MOLECULAR AND CELL BIOLOGY
CHO cells are most commonly used for the synthesis of recombinant proteins in biopharmaceutical production. When stable producer cell lines are obtained, the locus of transgene integration into the genome has a great influence on the level of its expression. Therefore, the identification of genomic loci ensuring a high level of protein production is very important. Here, we used the TRIP assay to study the influence of the local chromatin environment on the activity of transgenes in CHO cells.
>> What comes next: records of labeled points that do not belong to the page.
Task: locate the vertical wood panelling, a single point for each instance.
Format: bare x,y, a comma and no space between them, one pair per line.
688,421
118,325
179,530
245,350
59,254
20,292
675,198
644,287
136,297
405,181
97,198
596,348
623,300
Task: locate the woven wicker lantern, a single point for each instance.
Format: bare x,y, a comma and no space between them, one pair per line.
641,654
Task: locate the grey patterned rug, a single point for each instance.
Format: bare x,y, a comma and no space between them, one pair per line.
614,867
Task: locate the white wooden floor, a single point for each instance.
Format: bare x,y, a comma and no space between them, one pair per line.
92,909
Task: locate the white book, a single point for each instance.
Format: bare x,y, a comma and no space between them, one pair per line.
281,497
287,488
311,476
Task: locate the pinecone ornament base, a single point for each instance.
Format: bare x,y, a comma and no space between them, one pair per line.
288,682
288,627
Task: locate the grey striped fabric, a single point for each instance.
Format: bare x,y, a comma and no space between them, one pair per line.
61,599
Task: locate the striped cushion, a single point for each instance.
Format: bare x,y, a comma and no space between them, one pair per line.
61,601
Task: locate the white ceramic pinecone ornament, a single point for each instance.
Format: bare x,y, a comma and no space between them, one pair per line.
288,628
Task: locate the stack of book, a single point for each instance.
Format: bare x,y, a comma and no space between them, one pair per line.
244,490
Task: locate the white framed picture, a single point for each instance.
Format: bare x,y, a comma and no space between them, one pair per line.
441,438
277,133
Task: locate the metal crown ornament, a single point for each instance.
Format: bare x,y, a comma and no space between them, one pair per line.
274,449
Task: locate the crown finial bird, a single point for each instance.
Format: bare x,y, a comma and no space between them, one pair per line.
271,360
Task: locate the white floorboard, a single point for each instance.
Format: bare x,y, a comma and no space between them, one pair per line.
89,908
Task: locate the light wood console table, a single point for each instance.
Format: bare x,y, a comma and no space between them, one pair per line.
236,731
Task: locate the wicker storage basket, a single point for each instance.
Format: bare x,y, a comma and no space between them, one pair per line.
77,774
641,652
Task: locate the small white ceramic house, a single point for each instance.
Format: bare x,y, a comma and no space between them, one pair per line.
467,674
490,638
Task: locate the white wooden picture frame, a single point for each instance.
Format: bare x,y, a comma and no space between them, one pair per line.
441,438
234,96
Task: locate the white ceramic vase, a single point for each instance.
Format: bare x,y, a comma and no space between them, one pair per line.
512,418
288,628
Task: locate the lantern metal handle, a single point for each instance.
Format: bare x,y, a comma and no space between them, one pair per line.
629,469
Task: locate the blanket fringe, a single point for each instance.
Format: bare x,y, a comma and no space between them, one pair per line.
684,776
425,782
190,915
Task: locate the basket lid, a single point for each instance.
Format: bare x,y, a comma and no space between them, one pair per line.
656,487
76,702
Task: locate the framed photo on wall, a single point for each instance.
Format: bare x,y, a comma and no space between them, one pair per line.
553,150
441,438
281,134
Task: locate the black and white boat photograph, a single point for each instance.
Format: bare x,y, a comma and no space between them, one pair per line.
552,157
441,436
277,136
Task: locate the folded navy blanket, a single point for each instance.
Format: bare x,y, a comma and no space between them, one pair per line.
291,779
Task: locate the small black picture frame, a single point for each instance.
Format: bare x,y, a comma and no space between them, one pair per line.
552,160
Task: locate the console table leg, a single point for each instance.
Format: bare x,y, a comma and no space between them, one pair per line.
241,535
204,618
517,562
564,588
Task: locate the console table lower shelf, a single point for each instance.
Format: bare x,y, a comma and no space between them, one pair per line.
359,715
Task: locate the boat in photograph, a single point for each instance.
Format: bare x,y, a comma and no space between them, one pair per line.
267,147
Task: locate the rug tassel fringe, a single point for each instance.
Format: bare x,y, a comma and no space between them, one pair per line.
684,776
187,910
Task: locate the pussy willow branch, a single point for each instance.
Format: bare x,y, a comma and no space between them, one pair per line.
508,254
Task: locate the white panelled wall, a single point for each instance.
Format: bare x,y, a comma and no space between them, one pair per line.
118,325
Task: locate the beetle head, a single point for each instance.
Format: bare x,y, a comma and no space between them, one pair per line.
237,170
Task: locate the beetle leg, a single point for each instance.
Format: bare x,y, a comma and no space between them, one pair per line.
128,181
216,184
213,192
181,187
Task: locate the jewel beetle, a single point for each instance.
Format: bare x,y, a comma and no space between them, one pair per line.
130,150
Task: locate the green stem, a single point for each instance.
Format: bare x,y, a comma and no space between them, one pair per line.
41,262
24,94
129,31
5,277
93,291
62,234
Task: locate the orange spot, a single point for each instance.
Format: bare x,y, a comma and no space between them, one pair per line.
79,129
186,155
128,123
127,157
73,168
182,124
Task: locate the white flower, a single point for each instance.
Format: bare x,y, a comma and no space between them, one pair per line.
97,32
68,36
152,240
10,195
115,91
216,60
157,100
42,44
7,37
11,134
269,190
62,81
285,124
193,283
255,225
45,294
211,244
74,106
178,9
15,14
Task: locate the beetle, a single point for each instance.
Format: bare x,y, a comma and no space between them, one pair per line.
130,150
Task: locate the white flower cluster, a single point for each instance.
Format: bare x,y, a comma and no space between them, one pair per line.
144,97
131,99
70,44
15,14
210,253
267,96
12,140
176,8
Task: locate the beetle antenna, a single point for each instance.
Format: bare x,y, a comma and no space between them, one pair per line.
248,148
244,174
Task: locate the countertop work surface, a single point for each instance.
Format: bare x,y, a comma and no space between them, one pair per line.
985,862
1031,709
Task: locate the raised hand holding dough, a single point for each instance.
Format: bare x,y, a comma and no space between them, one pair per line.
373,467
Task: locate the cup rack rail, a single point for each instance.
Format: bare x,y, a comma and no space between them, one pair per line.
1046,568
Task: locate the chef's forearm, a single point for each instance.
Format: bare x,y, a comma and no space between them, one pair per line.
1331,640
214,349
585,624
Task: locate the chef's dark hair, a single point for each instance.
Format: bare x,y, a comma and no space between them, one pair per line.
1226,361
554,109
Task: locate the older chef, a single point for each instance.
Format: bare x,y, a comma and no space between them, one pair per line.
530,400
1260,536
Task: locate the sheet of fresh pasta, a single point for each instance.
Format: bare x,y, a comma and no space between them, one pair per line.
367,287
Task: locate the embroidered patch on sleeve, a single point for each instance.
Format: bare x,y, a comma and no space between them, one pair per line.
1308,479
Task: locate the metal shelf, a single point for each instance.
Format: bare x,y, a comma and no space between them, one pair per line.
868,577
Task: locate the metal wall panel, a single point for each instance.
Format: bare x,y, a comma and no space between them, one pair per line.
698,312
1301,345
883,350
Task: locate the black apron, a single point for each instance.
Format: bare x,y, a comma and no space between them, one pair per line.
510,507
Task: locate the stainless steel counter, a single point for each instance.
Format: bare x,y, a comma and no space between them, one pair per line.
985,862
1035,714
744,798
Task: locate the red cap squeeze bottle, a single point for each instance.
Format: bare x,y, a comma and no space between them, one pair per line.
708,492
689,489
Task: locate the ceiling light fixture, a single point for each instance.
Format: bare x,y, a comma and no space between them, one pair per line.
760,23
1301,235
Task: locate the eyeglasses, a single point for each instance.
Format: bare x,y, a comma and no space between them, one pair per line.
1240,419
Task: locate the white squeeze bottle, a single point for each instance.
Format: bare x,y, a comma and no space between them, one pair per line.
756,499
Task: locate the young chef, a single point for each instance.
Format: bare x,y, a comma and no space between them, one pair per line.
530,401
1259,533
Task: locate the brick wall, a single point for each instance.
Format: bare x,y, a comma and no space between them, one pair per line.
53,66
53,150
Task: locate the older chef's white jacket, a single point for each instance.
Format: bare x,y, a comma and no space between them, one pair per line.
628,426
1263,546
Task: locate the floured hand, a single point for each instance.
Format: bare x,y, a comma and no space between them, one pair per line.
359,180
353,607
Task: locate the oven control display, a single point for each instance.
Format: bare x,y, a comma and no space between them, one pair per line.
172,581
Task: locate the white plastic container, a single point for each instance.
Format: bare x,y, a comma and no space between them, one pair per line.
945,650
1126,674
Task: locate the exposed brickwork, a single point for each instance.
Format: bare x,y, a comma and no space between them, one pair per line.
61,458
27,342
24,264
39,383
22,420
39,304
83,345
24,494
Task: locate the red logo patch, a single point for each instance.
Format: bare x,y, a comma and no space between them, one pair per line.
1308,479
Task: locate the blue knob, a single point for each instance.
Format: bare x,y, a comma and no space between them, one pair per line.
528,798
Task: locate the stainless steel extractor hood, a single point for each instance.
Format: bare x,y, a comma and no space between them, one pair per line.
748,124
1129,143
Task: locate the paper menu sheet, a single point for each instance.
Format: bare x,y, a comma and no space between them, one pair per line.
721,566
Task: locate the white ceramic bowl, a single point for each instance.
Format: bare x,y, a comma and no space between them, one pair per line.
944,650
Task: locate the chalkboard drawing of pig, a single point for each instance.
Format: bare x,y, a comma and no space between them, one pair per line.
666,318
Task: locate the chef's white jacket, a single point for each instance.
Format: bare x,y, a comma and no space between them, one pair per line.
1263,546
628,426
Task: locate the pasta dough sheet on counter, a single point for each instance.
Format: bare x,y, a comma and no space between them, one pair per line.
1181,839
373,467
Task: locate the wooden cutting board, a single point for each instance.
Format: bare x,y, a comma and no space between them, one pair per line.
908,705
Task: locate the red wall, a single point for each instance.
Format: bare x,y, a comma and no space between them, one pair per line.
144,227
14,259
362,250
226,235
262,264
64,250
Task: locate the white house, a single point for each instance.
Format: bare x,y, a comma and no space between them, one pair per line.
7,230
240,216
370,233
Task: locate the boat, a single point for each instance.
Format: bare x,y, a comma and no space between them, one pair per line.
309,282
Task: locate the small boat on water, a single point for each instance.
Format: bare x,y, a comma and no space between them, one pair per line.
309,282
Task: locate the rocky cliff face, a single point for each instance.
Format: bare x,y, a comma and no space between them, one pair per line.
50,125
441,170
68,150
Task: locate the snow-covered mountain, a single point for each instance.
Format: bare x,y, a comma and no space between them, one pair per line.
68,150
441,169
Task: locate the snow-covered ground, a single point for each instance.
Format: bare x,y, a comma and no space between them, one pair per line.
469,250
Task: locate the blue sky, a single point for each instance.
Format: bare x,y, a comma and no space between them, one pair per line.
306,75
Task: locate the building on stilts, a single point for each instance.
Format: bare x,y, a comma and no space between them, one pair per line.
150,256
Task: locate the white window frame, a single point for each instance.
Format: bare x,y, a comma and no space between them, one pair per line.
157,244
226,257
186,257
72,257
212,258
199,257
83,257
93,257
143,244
For this purpose, reporter constructs encoding eGFP under the control of four promoters were stably integrated into the genome of CHO cells using the piggyBac transposon. Each individual transgene contained a unique tag, a DNA barcode, and the resulting polyclonal cell population was cultured for almost a month without any selection. Next, using the high-throughput sequencing, genomic localizations of barcodes, as well as their abundances in the population and transcriptional activities were identified. In total, ~640 transgenes more or less evenly distributed across all chromosomes of CHO cells were characterized. More than half of the transgenes were completely silent. The most active transgenes were identified to be inserted in gene promoters and 5’ UTRs. Transgenes carrying Chinese hamster full-length promoter of the EF-1α gene showed the highest activity. Transgenes with a truncated version of the same promoter and with the mouse PGK gene promoter were on average 10 and 19 times less active, respectively. In total, combinations of genomic loci of CHO cells and transgene promoters that together provide different levels of transcriptional activity of the model reporter construct were described.